Dr. med. Matthias Erbe

Walter Kolb Strasse 9 - 11

60594 Frankfurt/ Main

Tel.: 069 6051 265 0

Fax: 069 6051 265 10

www.praxiszentrum-sachsenhausen.com

Email: ruthperk (at) yahoo.com

ACHTUNG: Wir weisen an dieser Stelle ausdrücklich darauf hin, dass aufgrund geltender datenschutzrechtlicher Bestimmungen diese Email Adresse weder für einen Datenaustausch von patientenbezogenen Unterlagen noch für Terminvereinbarungen bzw. Terminabsagen noch für Nachfrage zu patientenbezogenen Daten bzw. auch nicht für jegliche medizinische und patientenbezogene Belange in jeglicher Form verwendet werden darf.

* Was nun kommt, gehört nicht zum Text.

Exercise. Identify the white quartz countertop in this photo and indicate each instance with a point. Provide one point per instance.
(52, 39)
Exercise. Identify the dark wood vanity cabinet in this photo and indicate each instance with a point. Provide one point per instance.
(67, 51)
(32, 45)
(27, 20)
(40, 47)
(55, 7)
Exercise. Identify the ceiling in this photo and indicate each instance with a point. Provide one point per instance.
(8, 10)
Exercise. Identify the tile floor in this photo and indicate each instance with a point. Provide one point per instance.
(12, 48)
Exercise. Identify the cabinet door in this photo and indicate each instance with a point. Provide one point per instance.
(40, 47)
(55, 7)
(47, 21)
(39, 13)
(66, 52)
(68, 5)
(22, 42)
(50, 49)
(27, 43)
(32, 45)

Sollten Sie Fragen zum Datenschutz haben, hilft Ihnen unser Ansprechpartner gern weiter. Sollten weitergehende Fragen auftreten, haben Sie das Recht, sich an den Hessischen Datenschutzbeauftragten zu wenden.

 

Nachfolgend möchten wir Sie über die Datenverarbeitung sowohl bei Nutzung dieser Website als auch in unserer Praxis informieren und unserer datenschutzrechtlichen Informationsverpflichtung aus der Europäischen Datenschutzgrundverordnung und dem neuen BDSG nachkommen.

Der für die Verarbeitung von personenbezogenen Daten Verantwortliche ist diejenige natürliche oder juristische Person, die allein oder gemeinsam mit anderen über die Zwecke und Mittel der Verarbeitung von personenbezogenen Daten entscheidet. Erreichen können Sie diese über die vorgenannten Kontaktdaten bzw. Mailadresse.

Die Datenverarbeitung erfolgt aufgrund einer gesetzlichen Grundlage oder Ihrer Einwilligung. Die Rechtsgrundlagen der Datenverarbeitung Ihrer Gesundheitsdaten finden Sie weiter unten im Text.

Sie haben das Recht, soweit die Voraussetzungen hierfür vorliegen, Auskunft zu Ihren verarbeiteten Daten zu erhalten sowie auf deren Berichtigung oder Löschung bzw. Einschränkung der Verarbeitung sowie auf deren Übertragung.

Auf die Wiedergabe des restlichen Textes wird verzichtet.